Menu
Libération
Critique

Van der Meulen et Zarka, points de fuite et contrepoints

Réunies à Nogent-sur-Marne, les toiles du premier côtoient les sculptures du second. Deux démarches géométriques qui explorent les équilibres, en quête d’un même horizon.
Vue de l'exposition «Fables, Formes, Figures». (Photo Aurélien Mole)
publié le 8 avril 2018 à 17h06

Une expo à deux est un casse-tête pour le spectateur. Car dès lors que les deux artistes réunis, comme ici Raphaël Zarka et Emmanuel Van der Meulen, se sont choisis, se connaissent depuis leurs études aux Beaux-Arts de Paris, se sont retrouvés ensemble pensionnaires à la Villa Médicis en 2012-2013, on essaie nécessairement de saisir les deux à la fois, les œuvres de l'un à travers celles de l'autre et vice-versa. D'autant qu'aucune salle n'expose les unes sans les autres, et que toutes se présentent solidairement sous un seul titre, «Fables, Formes, Figures». Que Zarka soit sculpteur et Van der Meulen peintre complique un peu le jeu des comparaisons, mais pas autant que le secret qu'ils gardent. Pas d'entretien croisé, pas de conversation révélée, pas de pitch sinon celui, vague, promettant notamment que «les œuvres participent d'un certain usage de la géométrie et de la structure, et explorent les équilibres mis en jeu…». Ce genre de choses qui n'aident pas trop, même si ce n'est pas faux : les toiles de Van der Meulen se tiennent dans des formes géométriques (carrés, rectangles, bandes parallèles), tandis que Zarka entretient une relation plastique durable avec le rhombicuboctaèdre, un polyèdre convexe à faces carrées, triangulaires et octogonales (un casse-tête en soi) dont il compile les apparitions, ici ou là, dans d'anciens traités de géométrie, dans la vitrine d'un cabinet de mathématiques de la Sorbonne, ou encore sur le littoral. Ce qui implique que Zarka conçoit la géométrie comme une sorte de véhicule spatio-temporel qu'il va carrosser et cabosser à sa guise, en marbre, en bois, parfois en verre. C'est un art du travers et de la traversée, qui croise les peintures de Van der Meulen à la surface - une surface systématiquement diaphane ou comme couverte d'une buée épaisse.

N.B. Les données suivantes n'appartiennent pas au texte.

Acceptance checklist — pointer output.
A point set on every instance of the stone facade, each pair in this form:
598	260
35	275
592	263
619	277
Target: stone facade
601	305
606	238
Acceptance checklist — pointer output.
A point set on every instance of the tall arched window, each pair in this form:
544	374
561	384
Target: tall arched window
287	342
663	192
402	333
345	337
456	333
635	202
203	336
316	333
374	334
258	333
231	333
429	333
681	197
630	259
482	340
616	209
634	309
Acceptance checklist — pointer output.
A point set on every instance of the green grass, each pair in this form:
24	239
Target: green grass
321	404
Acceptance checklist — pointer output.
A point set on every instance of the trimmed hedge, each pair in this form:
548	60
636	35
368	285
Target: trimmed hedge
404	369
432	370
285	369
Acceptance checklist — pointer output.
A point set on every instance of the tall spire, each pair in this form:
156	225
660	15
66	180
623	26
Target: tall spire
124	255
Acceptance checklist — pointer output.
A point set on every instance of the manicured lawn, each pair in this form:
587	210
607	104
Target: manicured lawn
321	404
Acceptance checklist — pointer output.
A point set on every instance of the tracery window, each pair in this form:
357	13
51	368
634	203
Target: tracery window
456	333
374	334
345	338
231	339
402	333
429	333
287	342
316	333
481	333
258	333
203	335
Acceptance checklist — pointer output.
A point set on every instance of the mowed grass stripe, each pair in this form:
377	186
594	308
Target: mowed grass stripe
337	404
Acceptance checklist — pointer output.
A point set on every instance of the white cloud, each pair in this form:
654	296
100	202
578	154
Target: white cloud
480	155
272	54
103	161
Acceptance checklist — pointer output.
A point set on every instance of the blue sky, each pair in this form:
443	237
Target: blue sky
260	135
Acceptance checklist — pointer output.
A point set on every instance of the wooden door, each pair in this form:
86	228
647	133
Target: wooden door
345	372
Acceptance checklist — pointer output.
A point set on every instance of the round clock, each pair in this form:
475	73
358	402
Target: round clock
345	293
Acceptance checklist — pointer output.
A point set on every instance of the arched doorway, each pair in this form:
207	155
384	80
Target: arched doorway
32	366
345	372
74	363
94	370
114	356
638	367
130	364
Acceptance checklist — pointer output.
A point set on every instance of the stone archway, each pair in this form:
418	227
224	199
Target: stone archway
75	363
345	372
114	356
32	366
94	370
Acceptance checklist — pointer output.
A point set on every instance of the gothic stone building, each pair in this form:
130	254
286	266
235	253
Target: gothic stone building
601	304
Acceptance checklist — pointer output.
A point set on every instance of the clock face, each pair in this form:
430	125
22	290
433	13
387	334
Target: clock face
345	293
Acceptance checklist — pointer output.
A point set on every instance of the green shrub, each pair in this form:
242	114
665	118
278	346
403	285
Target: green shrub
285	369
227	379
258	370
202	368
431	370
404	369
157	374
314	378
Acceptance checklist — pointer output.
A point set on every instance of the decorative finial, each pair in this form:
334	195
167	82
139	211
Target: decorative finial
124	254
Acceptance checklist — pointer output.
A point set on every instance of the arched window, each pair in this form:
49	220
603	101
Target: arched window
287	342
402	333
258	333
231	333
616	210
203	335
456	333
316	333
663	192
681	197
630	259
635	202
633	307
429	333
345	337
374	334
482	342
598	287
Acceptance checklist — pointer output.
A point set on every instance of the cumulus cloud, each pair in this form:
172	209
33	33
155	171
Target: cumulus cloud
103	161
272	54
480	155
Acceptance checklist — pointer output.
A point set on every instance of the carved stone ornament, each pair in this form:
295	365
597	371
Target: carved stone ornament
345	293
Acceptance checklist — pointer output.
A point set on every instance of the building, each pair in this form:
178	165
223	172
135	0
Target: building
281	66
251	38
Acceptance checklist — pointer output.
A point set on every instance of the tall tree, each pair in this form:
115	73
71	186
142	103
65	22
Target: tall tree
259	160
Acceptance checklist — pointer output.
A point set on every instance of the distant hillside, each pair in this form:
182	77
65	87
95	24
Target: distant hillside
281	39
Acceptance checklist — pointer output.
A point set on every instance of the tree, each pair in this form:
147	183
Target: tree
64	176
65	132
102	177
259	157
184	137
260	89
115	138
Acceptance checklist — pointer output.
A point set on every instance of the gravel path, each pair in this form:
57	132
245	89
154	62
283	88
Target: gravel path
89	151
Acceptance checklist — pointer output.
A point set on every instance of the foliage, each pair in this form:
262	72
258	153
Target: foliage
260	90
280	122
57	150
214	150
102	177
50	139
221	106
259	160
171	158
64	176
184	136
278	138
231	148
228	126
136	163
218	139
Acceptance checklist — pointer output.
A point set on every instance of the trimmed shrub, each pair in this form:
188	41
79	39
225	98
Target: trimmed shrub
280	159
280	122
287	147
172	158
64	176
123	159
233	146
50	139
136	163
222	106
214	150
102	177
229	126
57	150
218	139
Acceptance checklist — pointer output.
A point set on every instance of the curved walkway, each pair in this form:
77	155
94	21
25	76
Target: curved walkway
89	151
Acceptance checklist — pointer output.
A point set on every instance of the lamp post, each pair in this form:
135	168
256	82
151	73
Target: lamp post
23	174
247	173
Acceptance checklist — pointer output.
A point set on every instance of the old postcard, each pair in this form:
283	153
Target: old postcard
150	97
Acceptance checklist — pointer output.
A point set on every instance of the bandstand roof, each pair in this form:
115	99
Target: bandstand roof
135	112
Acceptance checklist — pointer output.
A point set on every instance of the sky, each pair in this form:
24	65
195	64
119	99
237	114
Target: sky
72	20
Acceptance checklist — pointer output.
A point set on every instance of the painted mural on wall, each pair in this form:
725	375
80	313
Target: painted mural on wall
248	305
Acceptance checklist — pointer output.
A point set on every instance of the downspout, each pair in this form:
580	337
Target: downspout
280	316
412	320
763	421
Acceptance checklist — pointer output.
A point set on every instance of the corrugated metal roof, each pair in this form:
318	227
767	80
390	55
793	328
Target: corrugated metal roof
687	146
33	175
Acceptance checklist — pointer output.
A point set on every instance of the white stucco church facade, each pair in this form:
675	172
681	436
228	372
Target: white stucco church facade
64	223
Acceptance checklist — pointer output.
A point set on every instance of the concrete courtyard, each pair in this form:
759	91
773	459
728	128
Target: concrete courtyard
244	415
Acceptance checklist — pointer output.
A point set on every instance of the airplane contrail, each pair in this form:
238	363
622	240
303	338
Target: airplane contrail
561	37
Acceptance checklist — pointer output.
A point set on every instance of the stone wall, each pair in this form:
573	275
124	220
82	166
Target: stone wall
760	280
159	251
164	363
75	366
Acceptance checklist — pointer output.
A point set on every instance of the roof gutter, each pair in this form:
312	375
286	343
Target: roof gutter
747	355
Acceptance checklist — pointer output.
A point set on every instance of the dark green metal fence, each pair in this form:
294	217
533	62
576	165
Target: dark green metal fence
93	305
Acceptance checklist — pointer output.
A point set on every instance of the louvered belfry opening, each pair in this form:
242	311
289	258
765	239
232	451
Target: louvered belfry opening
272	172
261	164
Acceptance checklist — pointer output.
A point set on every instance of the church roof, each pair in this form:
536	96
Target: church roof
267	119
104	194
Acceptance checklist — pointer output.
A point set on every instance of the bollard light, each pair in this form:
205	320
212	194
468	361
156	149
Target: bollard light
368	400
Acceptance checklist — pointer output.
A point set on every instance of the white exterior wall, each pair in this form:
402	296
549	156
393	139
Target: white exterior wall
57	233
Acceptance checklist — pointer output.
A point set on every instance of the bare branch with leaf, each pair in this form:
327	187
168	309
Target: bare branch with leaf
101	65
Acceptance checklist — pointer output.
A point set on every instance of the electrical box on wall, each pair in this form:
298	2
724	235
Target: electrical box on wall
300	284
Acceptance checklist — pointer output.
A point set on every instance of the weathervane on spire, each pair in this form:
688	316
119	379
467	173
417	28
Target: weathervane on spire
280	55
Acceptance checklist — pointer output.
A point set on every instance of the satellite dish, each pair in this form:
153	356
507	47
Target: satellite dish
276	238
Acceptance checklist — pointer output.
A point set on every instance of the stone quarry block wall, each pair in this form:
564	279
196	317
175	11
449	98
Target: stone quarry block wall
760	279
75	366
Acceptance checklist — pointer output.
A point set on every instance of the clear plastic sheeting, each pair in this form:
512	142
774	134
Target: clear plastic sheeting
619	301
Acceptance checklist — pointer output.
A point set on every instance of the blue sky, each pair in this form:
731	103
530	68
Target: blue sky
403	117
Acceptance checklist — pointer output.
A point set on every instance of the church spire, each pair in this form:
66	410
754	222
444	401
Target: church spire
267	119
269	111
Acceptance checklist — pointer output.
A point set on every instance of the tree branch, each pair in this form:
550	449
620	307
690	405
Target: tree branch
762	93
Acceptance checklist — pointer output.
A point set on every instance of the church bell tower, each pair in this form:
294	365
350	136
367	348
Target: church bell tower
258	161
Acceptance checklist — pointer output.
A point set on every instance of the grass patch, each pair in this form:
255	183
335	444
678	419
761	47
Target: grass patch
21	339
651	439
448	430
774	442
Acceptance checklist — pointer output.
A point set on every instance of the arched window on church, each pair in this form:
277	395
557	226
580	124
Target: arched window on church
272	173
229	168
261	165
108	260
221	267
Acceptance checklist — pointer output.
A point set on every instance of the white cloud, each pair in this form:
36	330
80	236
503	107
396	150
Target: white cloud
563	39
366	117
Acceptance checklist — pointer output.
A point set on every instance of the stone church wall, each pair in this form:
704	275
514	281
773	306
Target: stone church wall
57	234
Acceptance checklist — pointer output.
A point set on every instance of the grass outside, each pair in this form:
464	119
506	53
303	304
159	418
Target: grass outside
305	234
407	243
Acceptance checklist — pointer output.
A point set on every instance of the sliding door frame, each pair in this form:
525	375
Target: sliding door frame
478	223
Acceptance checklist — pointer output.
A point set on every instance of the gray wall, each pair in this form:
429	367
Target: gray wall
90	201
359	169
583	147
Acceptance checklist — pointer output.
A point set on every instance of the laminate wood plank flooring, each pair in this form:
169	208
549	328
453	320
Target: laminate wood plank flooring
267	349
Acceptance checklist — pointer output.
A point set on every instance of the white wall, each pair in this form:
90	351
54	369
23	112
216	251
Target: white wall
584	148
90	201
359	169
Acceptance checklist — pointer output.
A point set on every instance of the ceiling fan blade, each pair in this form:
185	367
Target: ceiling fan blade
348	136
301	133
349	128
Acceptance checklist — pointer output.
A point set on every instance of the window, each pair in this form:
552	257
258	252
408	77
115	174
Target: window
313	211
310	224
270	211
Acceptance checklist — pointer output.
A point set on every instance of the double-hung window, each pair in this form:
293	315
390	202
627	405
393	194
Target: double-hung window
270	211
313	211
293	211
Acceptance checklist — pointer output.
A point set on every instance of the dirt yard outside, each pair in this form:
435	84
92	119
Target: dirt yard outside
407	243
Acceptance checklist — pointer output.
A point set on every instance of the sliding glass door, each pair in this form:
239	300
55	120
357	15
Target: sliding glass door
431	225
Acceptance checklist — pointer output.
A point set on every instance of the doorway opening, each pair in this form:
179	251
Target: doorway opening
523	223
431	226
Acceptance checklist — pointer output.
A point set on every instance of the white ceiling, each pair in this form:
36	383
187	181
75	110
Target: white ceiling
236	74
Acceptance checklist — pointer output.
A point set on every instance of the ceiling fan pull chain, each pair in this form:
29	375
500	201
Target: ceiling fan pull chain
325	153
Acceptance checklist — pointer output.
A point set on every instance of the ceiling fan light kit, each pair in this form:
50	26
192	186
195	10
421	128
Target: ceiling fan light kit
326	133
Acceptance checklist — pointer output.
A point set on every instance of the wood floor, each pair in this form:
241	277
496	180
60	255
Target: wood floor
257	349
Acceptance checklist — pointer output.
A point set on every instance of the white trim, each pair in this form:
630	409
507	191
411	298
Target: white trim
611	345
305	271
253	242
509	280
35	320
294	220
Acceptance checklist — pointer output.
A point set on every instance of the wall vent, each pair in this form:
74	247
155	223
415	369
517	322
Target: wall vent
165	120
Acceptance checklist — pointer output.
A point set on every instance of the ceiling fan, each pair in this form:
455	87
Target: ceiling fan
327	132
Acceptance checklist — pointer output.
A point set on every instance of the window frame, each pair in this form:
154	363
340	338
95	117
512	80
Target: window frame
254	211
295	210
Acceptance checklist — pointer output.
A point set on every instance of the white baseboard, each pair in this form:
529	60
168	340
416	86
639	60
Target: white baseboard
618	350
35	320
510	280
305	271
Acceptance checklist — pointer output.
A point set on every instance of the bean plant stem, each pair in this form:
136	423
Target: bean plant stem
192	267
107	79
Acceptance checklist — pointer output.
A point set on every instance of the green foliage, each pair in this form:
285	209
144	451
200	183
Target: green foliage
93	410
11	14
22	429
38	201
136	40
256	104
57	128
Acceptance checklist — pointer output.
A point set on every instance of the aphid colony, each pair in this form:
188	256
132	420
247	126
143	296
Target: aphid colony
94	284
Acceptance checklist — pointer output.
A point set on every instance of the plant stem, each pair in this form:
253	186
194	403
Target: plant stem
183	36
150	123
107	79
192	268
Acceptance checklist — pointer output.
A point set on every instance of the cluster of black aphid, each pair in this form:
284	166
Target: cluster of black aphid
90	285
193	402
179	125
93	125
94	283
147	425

Les tableaux gris, vert d'eau ou brunâtres hésitent entre la transparence et l'obstacle. Les coups de pinceaux allant dans le même sens opposent à l'œil comme une palissade, que les teintes tendent pourtant à rendre poreuse, pénétrable, traversable. Si bien que, plutôt que de se croiser, les œuvres de chacun des deux artistes se longent et se contemplent comme des parallèles filant vers un horizon commun qui pourrait bien ressembler à «l'horizon fabuleux» tel que l'historien de la littérature Michel Collot l'entend quand il explique que tout paysage perçu se double d'un paysage imaginaire.